What will happen is that people will literally go inside and do a search of their memory to discover that particular time. If you have them do enough of that (such as happy buying state), they will connect (or link) you to that state.
The question may come up, what if they’re resistant, or ask you, “Why are you asking me this stuff?” I had that happen once when I was signing up a new client. And I was asking him to recall all sorts of outrageous stuff. He said, “I can’t believe I’m sitting here answering all your crazy questions!” I said, “I know! I can’t believe it either! Why are you doing that?” He answered, “You know, I just feel like I’m very close to you.” Bandler and Grinder say, “There are no resistant patients, only resistant therapists.” So before you ask outrageous questions, establish rapport. Then you can do anything, and they’ll forgive you.
One more thing you can do in advance is to set the frame about what you’re going to do. Here are some nice frames to put around the process of putting someone into state:
“As we sit here talking about your business, I’m beginning to wonder if it would be appropriate to ask you now, what you love about your business…”

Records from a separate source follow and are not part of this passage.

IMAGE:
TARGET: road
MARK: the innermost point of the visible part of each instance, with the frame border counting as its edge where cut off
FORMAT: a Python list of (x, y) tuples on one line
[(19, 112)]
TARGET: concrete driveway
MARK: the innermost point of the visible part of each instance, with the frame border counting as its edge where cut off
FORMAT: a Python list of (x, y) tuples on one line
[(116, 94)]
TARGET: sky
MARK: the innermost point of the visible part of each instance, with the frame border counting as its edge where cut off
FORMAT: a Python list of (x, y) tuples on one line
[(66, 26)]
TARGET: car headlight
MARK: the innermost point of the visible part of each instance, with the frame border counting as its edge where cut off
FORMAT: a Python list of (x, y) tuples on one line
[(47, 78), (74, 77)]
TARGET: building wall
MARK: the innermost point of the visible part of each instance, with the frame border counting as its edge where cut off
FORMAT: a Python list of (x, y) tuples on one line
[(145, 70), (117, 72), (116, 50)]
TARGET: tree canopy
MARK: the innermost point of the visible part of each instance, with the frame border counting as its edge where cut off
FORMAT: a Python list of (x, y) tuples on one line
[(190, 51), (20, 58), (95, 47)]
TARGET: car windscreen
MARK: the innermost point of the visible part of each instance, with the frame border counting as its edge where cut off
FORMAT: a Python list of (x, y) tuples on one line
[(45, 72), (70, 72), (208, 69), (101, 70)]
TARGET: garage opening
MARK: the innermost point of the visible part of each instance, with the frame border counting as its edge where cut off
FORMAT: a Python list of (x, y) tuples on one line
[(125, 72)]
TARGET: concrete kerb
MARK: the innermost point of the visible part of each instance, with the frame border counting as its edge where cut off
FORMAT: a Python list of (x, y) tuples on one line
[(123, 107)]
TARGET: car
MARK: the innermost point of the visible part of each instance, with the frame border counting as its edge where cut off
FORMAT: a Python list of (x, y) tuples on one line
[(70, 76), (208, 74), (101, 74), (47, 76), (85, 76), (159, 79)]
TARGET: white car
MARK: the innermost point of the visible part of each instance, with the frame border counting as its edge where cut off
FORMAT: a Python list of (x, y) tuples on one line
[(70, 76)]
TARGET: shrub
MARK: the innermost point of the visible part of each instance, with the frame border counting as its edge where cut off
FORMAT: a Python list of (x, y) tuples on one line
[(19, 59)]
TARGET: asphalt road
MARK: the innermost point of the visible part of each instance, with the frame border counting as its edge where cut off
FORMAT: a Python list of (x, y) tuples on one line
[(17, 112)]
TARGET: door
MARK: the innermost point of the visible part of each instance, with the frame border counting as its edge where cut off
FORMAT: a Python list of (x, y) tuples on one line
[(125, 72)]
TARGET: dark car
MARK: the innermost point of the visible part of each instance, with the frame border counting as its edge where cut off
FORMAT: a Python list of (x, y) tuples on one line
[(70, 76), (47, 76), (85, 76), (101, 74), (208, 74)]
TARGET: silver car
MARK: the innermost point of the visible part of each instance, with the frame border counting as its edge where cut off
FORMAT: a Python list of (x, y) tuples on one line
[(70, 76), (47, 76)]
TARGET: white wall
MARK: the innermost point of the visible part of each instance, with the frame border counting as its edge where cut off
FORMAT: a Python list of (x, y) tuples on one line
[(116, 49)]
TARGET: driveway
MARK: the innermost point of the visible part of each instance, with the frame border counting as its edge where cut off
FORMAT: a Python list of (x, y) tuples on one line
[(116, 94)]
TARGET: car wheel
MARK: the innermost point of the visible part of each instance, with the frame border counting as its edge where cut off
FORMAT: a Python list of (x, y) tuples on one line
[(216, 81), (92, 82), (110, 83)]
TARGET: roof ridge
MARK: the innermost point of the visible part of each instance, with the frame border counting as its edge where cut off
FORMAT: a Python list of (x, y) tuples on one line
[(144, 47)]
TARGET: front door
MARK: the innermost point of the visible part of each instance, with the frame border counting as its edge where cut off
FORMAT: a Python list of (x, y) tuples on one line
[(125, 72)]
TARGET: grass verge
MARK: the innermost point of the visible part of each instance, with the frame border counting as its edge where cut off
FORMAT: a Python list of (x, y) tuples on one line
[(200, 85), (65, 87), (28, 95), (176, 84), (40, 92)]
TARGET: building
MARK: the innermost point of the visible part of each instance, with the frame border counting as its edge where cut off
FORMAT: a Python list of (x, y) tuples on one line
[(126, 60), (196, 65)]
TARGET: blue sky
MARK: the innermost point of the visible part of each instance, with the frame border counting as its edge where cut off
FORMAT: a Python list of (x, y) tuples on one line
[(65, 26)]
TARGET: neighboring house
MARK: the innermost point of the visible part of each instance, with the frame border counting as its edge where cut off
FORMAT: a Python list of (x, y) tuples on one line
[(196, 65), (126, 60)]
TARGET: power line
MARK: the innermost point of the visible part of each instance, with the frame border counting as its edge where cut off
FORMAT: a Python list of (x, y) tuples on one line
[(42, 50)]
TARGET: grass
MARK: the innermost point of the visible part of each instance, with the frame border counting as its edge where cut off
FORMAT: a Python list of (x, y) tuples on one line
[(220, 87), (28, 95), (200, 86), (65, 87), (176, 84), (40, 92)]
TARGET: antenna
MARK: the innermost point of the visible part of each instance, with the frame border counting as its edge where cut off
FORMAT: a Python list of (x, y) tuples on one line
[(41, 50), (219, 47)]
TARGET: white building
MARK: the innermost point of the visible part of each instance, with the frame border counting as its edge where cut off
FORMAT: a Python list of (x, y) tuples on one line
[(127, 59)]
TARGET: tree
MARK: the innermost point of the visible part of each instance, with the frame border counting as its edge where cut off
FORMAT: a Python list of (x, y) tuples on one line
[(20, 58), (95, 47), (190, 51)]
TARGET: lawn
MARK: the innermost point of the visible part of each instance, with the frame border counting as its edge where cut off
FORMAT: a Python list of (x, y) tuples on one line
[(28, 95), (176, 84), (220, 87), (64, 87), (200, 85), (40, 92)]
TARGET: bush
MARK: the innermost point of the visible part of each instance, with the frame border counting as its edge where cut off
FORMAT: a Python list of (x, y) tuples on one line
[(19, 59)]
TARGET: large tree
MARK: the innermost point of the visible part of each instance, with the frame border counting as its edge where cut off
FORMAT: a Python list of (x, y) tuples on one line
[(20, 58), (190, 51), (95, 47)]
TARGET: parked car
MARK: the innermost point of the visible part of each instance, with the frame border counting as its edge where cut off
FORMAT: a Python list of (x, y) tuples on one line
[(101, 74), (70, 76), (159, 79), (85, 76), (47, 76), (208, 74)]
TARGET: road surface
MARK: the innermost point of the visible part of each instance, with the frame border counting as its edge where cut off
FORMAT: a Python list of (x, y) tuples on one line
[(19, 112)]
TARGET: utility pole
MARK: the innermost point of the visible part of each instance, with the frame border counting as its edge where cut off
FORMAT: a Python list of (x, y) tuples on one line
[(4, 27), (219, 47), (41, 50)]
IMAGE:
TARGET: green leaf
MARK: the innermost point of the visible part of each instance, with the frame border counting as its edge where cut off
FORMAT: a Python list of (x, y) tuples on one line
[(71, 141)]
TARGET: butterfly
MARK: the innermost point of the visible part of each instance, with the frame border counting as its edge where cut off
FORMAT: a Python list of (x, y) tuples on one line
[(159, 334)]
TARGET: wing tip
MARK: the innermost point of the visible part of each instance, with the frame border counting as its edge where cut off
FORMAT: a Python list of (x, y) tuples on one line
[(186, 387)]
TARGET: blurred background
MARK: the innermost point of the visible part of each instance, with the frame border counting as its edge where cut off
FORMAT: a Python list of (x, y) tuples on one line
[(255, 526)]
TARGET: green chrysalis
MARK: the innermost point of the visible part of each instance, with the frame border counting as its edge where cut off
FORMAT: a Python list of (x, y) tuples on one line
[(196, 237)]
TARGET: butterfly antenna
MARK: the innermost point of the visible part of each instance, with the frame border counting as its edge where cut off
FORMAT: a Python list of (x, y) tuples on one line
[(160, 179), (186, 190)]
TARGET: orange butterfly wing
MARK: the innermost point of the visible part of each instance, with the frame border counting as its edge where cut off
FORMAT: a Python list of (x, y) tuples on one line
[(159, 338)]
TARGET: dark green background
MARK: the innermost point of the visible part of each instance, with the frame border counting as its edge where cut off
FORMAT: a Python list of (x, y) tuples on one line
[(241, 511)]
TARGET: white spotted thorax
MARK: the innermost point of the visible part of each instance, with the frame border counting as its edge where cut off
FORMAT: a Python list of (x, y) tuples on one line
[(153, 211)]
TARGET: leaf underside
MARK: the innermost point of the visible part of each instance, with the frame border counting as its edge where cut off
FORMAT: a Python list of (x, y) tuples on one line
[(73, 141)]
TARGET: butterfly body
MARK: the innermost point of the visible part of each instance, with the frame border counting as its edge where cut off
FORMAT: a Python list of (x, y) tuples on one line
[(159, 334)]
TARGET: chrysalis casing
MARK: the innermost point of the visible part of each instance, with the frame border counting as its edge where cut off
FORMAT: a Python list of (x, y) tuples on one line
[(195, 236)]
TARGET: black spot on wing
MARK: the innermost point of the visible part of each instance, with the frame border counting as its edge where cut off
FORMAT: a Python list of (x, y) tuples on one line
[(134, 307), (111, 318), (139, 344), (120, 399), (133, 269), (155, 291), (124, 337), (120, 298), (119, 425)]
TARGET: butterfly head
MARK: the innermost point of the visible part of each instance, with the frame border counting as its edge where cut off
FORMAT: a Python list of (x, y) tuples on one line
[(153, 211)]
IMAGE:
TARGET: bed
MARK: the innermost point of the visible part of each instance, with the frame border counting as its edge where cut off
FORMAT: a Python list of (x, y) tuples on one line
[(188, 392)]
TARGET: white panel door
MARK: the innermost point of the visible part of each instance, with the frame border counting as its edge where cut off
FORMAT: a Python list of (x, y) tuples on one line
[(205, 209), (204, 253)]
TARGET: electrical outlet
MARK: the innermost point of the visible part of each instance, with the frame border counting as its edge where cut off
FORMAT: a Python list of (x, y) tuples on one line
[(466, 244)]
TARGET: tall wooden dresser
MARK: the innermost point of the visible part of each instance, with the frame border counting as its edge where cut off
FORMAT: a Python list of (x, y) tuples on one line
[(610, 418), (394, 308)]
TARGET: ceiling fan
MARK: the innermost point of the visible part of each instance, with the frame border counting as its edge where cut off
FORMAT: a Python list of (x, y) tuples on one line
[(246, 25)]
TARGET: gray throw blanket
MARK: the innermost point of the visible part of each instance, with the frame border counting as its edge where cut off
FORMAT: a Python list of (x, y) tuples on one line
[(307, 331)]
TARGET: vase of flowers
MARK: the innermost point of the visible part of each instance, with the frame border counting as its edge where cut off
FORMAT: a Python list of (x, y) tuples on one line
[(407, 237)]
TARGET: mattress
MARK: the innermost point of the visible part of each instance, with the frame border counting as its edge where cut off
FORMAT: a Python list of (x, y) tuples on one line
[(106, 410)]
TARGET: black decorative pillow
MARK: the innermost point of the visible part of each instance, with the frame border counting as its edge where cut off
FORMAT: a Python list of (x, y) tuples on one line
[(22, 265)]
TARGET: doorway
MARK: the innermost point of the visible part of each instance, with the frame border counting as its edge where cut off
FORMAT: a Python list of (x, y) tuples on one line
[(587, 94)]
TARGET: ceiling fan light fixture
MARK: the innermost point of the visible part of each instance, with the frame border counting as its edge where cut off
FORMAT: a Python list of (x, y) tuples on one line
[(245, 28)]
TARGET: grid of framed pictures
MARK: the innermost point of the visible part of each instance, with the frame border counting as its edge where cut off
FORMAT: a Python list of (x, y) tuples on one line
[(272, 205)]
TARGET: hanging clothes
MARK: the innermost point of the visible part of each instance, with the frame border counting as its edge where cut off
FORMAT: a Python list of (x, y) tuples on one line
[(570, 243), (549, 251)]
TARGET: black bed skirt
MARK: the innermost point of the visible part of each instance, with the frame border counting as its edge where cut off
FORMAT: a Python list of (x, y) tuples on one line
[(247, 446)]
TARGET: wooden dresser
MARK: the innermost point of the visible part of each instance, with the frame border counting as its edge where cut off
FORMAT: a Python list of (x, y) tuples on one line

“That reminds me, can you remember what it’s like to be totally decisive, now…”
“You know, I was wondering, what’s it like when you’re making a business decision that’s a big win for you, and making you lots of money?”
And you know what? They’ll love the time with you… and so will you!
Anchoring, Kinaesthetic Version
So, when you have access to a state, the next step is to anchor it. And remember that a spontaneous state is usually more powerful than one that is induced. Whenever you find a state that you can use (whether it’s in you or someone else), you can anchor it.